El único objetivo que persiguen todas estas patrañas es inculcarnos que las personas buenas tenemos que perdonar a los malos, que el destino ya se encargará de castigarlos, tal y como “ocurre” con el mito de Jesucristo. Pues repito, esto es absolutamente disparatado. Las personas buenas tienen que hacer el bien y los malos merecen ser castigados.

Los buenos deben, por tanto, hacer justicia, y no esperar a que fuerzas misteriosas y sobrenaturales dirijan el porvenir, pues lo único que conseguimos con ello es hacer que los malos lo dirijan. No hacer nada a sabiendas de lo que ocurre es intolerable, no se puede dejar hacer ni perdonar a los malos, porque entonces les estamos recompensando por su mal comportamiento, y ésto es lo que está pasando hoy en día en el mundo:

Los banqueros más poderosos del planeta han provocado una crisis financiera brutal donde nos están estafando y robando sin dilación ni piedad, y en respuesta a su aberrante irresponsabilidad y sus políticas atroces les hemos recompensado con sumas inverosímiles de dinero. Montañas infinitas de dinero que destinándose de otra forma hubieran podido erradicar el hambre y la miseria en el mundo por más de 50 años seguidos.

Por tanto, siguiendo con el cuento de hadas antes mencionado, en vez de hacer justicia nos dedicamos a perdonarlos, a no hacer nada contra ellos, a simplemente pensar que “oh pobres, son malos y el destino ya les jugará una mala pasada”, como si el final feliz en el que gana el bueno fuera a cumplirse. ¡no!, error absoluto.
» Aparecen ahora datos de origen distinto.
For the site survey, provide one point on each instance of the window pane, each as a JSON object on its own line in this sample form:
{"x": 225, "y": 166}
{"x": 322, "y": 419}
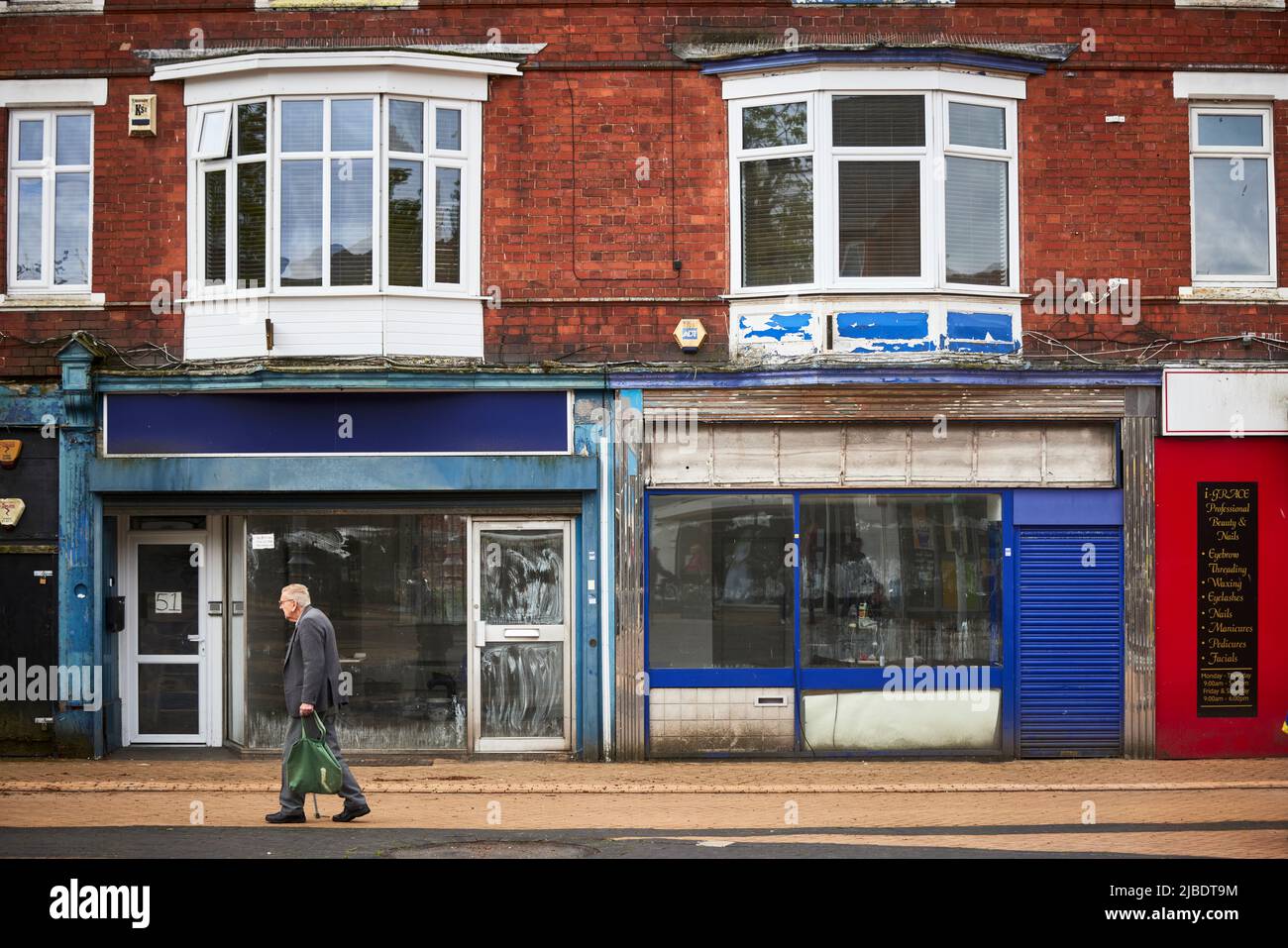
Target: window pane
{"x": 880, "y": 218}
{"x": 447, "y": 226}
{"x": 217, "y": 226}
{"x": 977, "y": 240}
{"x": 879, "y": 121}
{"x": 301, "y": 125}
{"x": 406, "y": 223}
{"x": 72, "y": 140}
{"x": 30, "y": 237}
{"x": 301, "y": 223}
{"x": 449, "y": 133}
{"x": 1232, "y": 218}
{"x": 253, "y": 128}
{"x": 31, "y": 140}
{"x": 213, "y": 137}
{"x": 520, "y": 689}
{"x": 351, "y": 125}
{"x": 1231, "y": 129}
{"x": 771, "y": 127}
{"x": 351, "y": 222}
{"x": 520, "y": 578}
{"x": 394, "y": 587}
{"x": 887, "y": 579}
{"x": 777, "y": 222}
{"x": 71, "y": 230}
{"x": 977, "y": 127}
{"x": 252, "y": 233}
{"x": 406, "y": 127}
{"x": 720, "y": 592}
Los malos hacen el mal porque los buenos lo permitimos, porque precisamente los malos nos han inculcado que hacer el bien y perdonarlos es lo que tenemos que hacer.

El pacifismo, entendido sobre estos términos, es un invento muy astuto. En resumen, consiste en arrodillarse ante la mala gente y aceptar la maldad del hombre como algo imposible de remediar. Cuántas veces habremos oido la dicha de “el mundo está mal porque el hombre es egoísta por naturaleza”. Al pensar esto aceptamos cederles el paso en todo lo que hagan. Nos convencemos de que no se puede cambiar el mundo mientras el mundo nos va cambiando poco a poco hacia la sumisión y la aceptación de la maldad que gobierna.

Por tanto, ésta es nuestra perdición: ser permisivos con aquellos que nos oprimen y nos explotan. Yo digo, ¡basta ya!, en vez de sumergirnos en el sueño romántico-capitalisa, recuperemos el sueño romántico-revolucionario: Ensangrentar las calles con la sangre de los hombres malos que nos han estado robando y estafando.

Así es como debe actuar el hombre bueno del mundo, como un héroe, como un justiciero, como el que no permite por ningún medio la maldad. Los fines son hacer justicia y erradicar la maldad, los medios justificarán los fines siempre que éstos no destruyan el fin. Si utilizamos la violencia como medio, ésta no puede ser indiscriminada, pues sería un medio que haría fracasar al fin, porque en este caso ya no estaríamos haciendo justicia. Se ha de hacer de forma concreta y precisa, y siempre como medio, nunca como un fin en si mismo.

El objetivo no es la violencia, la violencia debe estar supeditada a un proyecto político, no al revés. El objetivo es intentar que mucha gente comparta la idea de utilizar la violencia para hacer justicia. Pues no existe juez ni tribunal alguno para los hombres malos que tienen el poder. Su justicia es en el fondo una forma de hacer justicia, pues “La Justicia” en abstracto no existe. Tomarse uno la justicia por su mano es precisamente lo que hacen los capitalistas por medio de sus instituciones del Estado moderno. Ellos imponen su forma particular de hacer justicia. Y por ese motivo tomarse uno la justicia por su mano, al margen del sistema, es perfectamente válido.

En esta línea hay una frase que resume muy bien lo que intento expresar: en la guerra vale todo. Y los capitalistas ya han iniciado su guerra contra la sociedad. Debemos tomar el pulso, luchar, y ganar. No podemos permitirnos el lujo de olvidar ni perdonar. Acabar con la gente mala es hacer justicia, y es lo que los buenos debemos hacer. Ni Dios ni Jesucristo nos ayudarán jamás, pues de existir sólo han hecho que ayudar al hombre malo que nos somete. Dios es en todo caso un hombre malo, y esta sociedad dominada por hombres malos así lo refleja.